Don’t be stupid, she thought.
She didn’t need more than a glance to know what was on that poster. They were everywhere, all across the country, like fungus. That infamous watercolor of an emerald island with blue sky and frothy clouds. Rare butterflies, trees that look suspiciously like lollipops. A twenty-four/seven, blissful holiday paradise.
The poster slid away from the glass, but the picture was still printed across Sophie’s inner eyelids: the New Continent. The place her parents had gone, abandoning her to start a new life.
The driver slammed the brakes. Sophie’s bound hands dropped into her lap. She wriggled into a crouched position, ready to leap up and fight.
“Has anyone told you you’re a terrible driver?” she said as he got out the front.
The driver ignored her, inspecting his teeth in the side-view mirror before opening the door and grinning at her. He had the face of someone who knew he was going to enjoy himself.
“I see you’ve been busy,” he said, looking at the chewed cord around her wrists. “Too late.
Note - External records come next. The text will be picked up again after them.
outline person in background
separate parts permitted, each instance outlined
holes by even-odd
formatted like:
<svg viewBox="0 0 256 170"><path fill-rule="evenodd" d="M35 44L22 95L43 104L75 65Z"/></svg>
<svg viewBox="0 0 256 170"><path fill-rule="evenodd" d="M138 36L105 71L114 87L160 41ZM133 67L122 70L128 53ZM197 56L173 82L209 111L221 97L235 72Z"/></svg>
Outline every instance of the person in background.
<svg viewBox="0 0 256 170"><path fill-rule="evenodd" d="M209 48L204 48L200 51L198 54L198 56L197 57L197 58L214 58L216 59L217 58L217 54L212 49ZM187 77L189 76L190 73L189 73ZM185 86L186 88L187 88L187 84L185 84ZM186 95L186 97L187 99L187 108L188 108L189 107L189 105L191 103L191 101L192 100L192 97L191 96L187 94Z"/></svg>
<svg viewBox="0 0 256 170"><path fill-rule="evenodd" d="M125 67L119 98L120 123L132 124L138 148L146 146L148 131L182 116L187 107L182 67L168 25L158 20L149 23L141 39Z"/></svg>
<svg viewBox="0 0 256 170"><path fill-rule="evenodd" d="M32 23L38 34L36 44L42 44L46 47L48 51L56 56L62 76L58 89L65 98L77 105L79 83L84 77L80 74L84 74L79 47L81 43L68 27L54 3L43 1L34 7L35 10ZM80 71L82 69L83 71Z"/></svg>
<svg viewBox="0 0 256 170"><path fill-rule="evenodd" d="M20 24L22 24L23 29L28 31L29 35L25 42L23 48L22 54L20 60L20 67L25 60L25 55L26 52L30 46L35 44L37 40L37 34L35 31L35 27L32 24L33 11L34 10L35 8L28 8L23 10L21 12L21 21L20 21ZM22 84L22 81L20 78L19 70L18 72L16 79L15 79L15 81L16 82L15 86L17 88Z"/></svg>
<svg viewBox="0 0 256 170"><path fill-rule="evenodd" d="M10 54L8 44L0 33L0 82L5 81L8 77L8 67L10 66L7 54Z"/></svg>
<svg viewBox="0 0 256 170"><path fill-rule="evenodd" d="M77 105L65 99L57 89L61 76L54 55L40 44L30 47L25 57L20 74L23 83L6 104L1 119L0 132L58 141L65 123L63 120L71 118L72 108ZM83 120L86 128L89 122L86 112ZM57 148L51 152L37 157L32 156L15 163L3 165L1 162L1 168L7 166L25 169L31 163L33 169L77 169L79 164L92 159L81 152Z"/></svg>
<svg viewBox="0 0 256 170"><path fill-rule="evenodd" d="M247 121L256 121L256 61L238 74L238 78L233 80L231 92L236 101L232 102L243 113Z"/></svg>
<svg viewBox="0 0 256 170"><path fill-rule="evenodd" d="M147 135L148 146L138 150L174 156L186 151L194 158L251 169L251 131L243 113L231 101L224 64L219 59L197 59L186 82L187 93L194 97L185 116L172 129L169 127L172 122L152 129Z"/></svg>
We’re here now.”
“Is this where you dump every girl you kidnap?”
“Not anymore.” The driver leaned in and snapped the cords with his knife. “I’m done with this line of work. I’m off to the New Continent with the fat stash of money your parents gave me.”
“You’re not,” she said. “There aren’t any boat tickets left. You’ll never get across the sea.”
“What would you know? You’re just a little girl.”
“I’m twelve, actually,” she said, raising her chin.
“Ooh,” he said mockingly.
Sophie bolted, knocking him over and running toward the town, scrambling through torn-down fences and piles of washed-up oyster shells. The driver shouted and cursed behind her. She swerved, ducked into the shadows, and hid behind a house graffitied with squid ink.
Everything was quiet. Only the sea grumbled to itself over the wind.
She caught her breath and looked around. The town was empty; like her parents, most of the residents had caught Sea Fever and fled. There were shoes abandoned in the middle of the road, and the windows of all the tiny seafront houses were smashed. Curtains lolled out of the windows like tongues, and there was a terrible stench coming from the boarded-up fishmongers. Now everywhere in the country looked like this, rubbish-strewn and desperate.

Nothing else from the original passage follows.